A predominant goal would likely be to allow the user agent to validate that the received content matches its content-address, preferably anywhere that content can be fetched by a (content-addressed) URI. The agent would have to:

1. (optional) Resolve the content-address, using IPNS or DNSLink.
2. Extract the content hash from the URI
3. Verify the hash against the fetched content

I guess it would be possible to loosly-couple each step. But each step, especially step 2, would require protocol-specific handling. The protocol-specific logic would have to be shipped with the browser or maybe the registerProtocolHandler could be extended to inject such logic.

[John-LittleBearLabs]

1. (optional) Resolve the content-address, using IPNS or DNSLink.
2. Extract the content hash from the URI
3. Verify the hash against the fetched content

If I may add steps 0 and 4:

Step 0: Have some control over which HTTP(s) endpoints are used for this protocol, and (if discovery is implemented) how additional endpoints are discovered.

Step 4: from the fetched & verified content, determine what additional content (blocks of data identified by their hashes) are necessary, and fetch them too. Once all necessary blocks are loaded, reassemble them into the top-level requested document.

I think this is really important to call out, since you brought up registerProtocolHandler which really seems to assume a 1:1 mapping of requests. With IPFS's trustless gateways, how many blocks you get (and which ones) depends on the precise kind of gateway request you're making. You could always insist on downloading every necessary block each time, but there's reasons an implementation might not want to do that.

[backkem]

Thanks for the additional insight John. That does make things more complex.

I was thinking if there is any precedent for intercepting requests and performing actions on them. Service Workers come to mind. Maybe there is a possible combination of the ServiceWorker and registerProtocolHandler concepts. That would allow a lot of flexibility for protocol-specific client-side validation. The question is how this type of ProtocolHandler ServiceWorker would inform the user that validation is performed successfully.

[backkem]

I saw there is an existing discussion about the ServiceWorker-like protocol handlers in ipfs/in-web-browsers#212 .

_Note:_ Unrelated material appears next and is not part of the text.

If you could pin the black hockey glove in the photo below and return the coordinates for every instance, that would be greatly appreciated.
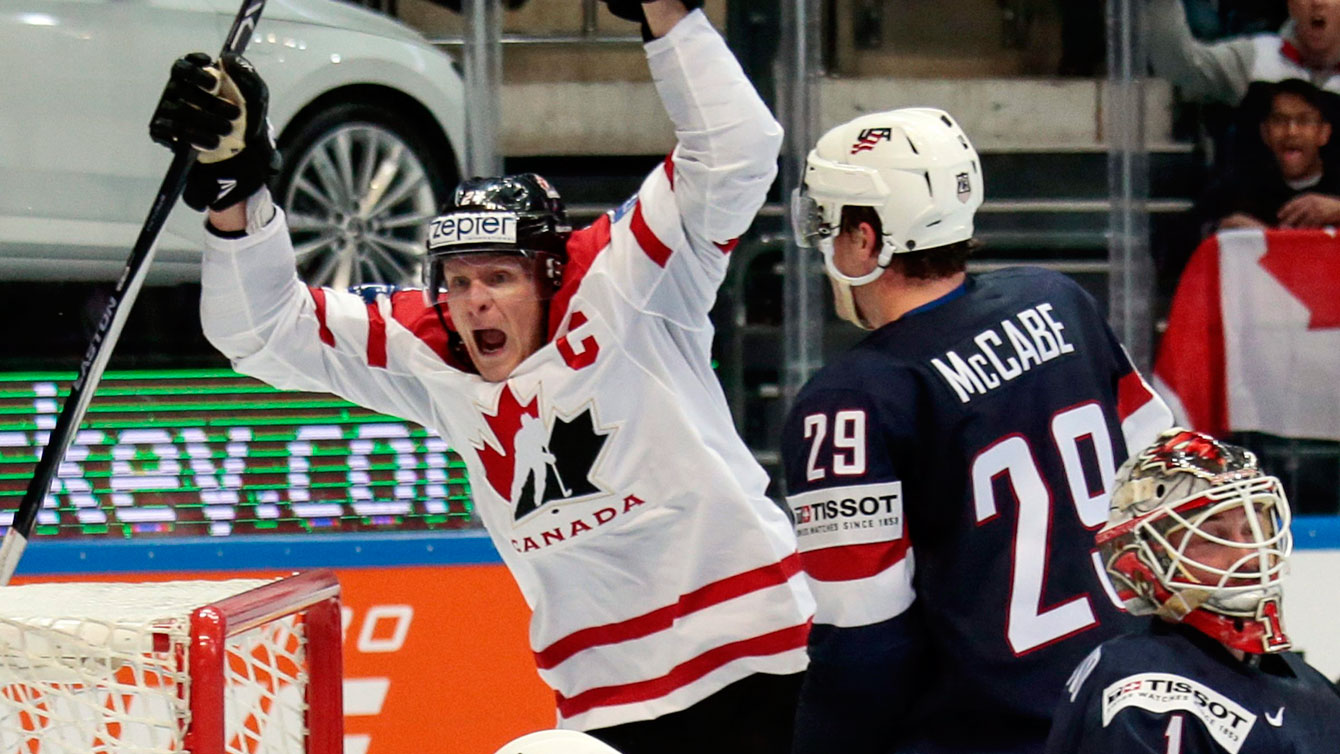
(631, 10)
(219, 109)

A potential way that the content verification could be bridged is as follows:

• The ServiceWorker does protocol (IPFS) specific content validation. This can support validating multiple blocks as needed.
• If succeeded, it sets a more generic Content-Digest for the returned content (some existing discussion in IETF draft: Content-Digest and Want-Content-Digest ipfs/in-web-browsers#185).
• The browser adds a visual indication of the Content-Digest validation to inform the user.

While this would be a way to separate the concerns of the protocol and the user agent, it comes with the trade-off of somewhat indirect validation.